Monday, December 28, 2020

Wonder Woman 1984

2017's Wonder Woman proved to be the pleasant surprise to shine some light in DC's otherwise gloomy extended universe. Director Patty Jenkins and star Gal Gadot reunite for a sequel set in the 1980s (apparently primarily for the purpose of making fun of the decade's fashion sense). Gadot seems more confident in the role, hits the right emotional beats, and the sequel taps into primary motivations of the character while introducing one of the Amazon's most famous possessions in the Invisible Plane. So why isn't Wonder Woman 1984 more successful?

The choice to bring back Wonder Woman's lost love Steve Trevor (Chris Pine) is a controversial one, but the wishing stone that also turns Kristen Wiig into Cheetah and provides Maxwell Lord (Pedro Pascal) with near unlimited power does work as a catalyst to get things rolling. Trevor's return forces Diana to confront her own feelings as does the dread that defeating Max may mean saying goodbye to Steve again. It's a clever way to bring the character back for one more film but other than the personal turmoil it causes Diana, I don't think the script is helped by Trevor's inclusion.

Arguably the sequel's best scene comes at the beginning, in a flashback to Themyscira where a young Diana (Lilly Aspell) competes in an Amazonian competition which teaches her true victory must come from sacrifice and that there are no short-cuts. The idea is meant to spill over to the rest of the film, but it doesn't fit as well as the trio of screenwriters may have hoped which makes me wonder how many rewrites and edits the film went through before its final cut. Also, the idea of an evil god playing with humanity is raised and then thrown away almost immediately (perhaps to avoid another Amazon vs. God final showdown). Caution, spoilers follow.

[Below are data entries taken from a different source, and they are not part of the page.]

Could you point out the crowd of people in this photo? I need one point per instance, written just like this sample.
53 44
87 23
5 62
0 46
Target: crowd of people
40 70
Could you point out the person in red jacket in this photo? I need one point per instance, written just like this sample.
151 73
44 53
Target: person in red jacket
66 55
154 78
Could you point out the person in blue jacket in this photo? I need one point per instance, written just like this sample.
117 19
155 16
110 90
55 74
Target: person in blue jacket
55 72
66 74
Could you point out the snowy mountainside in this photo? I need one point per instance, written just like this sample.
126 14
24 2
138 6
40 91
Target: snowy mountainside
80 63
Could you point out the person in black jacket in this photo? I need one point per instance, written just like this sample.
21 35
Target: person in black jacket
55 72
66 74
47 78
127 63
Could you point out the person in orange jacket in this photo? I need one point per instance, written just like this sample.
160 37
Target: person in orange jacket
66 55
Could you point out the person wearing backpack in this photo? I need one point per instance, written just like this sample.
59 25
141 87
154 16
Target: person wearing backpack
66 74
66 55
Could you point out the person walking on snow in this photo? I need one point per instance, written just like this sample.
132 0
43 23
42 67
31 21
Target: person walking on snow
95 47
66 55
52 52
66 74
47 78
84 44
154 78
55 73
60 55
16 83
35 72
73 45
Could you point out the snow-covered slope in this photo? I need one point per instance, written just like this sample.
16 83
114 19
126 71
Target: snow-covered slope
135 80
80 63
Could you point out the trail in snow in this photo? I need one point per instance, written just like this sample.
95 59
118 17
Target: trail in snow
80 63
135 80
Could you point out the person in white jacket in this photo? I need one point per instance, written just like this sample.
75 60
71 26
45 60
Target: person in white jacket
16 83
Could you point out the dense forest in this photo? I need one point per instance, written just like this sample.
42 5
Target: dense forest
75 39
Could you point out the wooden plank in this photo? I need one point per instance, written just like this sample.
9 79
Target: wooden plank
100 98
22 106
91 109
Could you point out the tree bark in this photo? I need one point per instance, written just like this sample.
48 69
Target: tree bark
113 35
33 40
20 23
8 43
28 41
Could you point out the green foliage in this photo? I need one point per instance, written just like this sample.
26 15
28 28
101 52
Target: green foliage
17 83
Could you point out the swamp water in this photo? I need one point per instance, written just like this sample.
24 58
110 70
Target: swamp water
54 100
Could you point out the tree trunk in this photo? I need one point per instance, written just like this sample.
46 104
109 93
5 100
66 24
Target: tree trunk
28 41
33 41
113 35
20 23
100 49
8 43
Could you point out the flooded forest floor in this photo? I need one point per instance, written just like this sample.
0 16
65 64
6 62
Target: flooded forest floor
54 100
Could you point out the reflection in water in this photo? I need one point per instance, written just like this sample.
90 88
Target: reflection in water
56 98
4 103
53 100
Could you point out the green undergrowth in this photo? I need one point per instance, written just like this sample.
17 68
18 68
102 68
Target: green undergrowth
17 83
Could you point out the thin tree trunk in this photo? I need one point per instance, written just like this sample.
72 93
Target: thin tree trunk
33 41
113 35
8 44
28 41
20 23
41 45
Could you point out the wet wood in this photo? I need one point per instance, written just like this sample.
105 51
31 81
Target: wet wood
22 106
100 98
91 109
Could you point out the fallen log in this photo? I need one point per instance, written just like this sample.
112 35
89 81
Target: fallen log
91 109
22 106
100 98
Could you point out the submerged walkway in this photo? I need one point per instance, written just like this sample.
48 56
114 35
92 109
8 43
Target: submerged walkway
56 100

Pascal seems an odd choice for Maxwell Lord, but his version works... up to a point. I'll admit the kid in me got a kick out of seeing the famous Justice League International character get a nosebleed while twisting the world to fit his vision. The movie character's main problem is that he seems to have no ultimate objective making him a poor substitute for the original comic character. The loving absentee father subplot never takes hold completely, as we never see more than token affection for his son (Lucian Perez), which is a problem leading into the film's climax.

Just as problematic is Wiig's scientist turned super-villain (and I'm not just talking about the awkward make-up/CGI look to Cheetah). While it certainly makes sense for Barbara to initially refuse to give up her power, which would actually make her an ally rather than adversary to Diana who also refuses to renounce her wish (but the plot calls for them to fight, so...), the fact that keeping it will end the world should certainly knock some sense into her at some point. Also, having Diana meet and befriend her in the film, rather than allowing for an established friendship torn apart by the wishes of the stone, limits the effect of Diana fighting a friend (who, instead, is a stranger she shared one drink with).

Cheetah's look isn't the only special effect issue as there are several fight sequences between Wonder Woman and various bad guys where shots looked either incomplete or slightly off in attempts to render them fully on my television (I can only imagine how bad they might look on an IMAX screen). The first two action sequences aside, the race on Themyscira and the mall fight, in nearly every other lengthy action sequence there exists at least one shot which is not quite up to snuff. The film's conclusion, focusing on Diana's sacrifice and her argument for truth over lies certainly tie into core concepts of the character. However, the set-up could have built a stronger foundation, if this was to be the key point of the film, and it's a little unclear how Wonder Woman is communicating through Lord to the entire world (remember, the camera has long been destroyed at that point).

Despite its issues, Wonder Woman 1984 is still a fun film and Maxwell Lord offers a different type of villain who is a nice change of pace. It delivers several impressive action sequences, even with the spotty CGI, and continues the theme of Wonder Woman fighting for humanity who still haven't quite figured out selfishness isn't a solution to anything (those selfish folk include women, not just men, this time around). However, the return of Trevor (despite everything Chris Pine brings with him) does overshadow much of the film and place Diana in the unenviable position to be a selfish girlfriend for too much of the plot. While still better than anything Zack Synder has added to the universe, it's hard not to see Wonder Woman 1984 as a step backwards from the first film.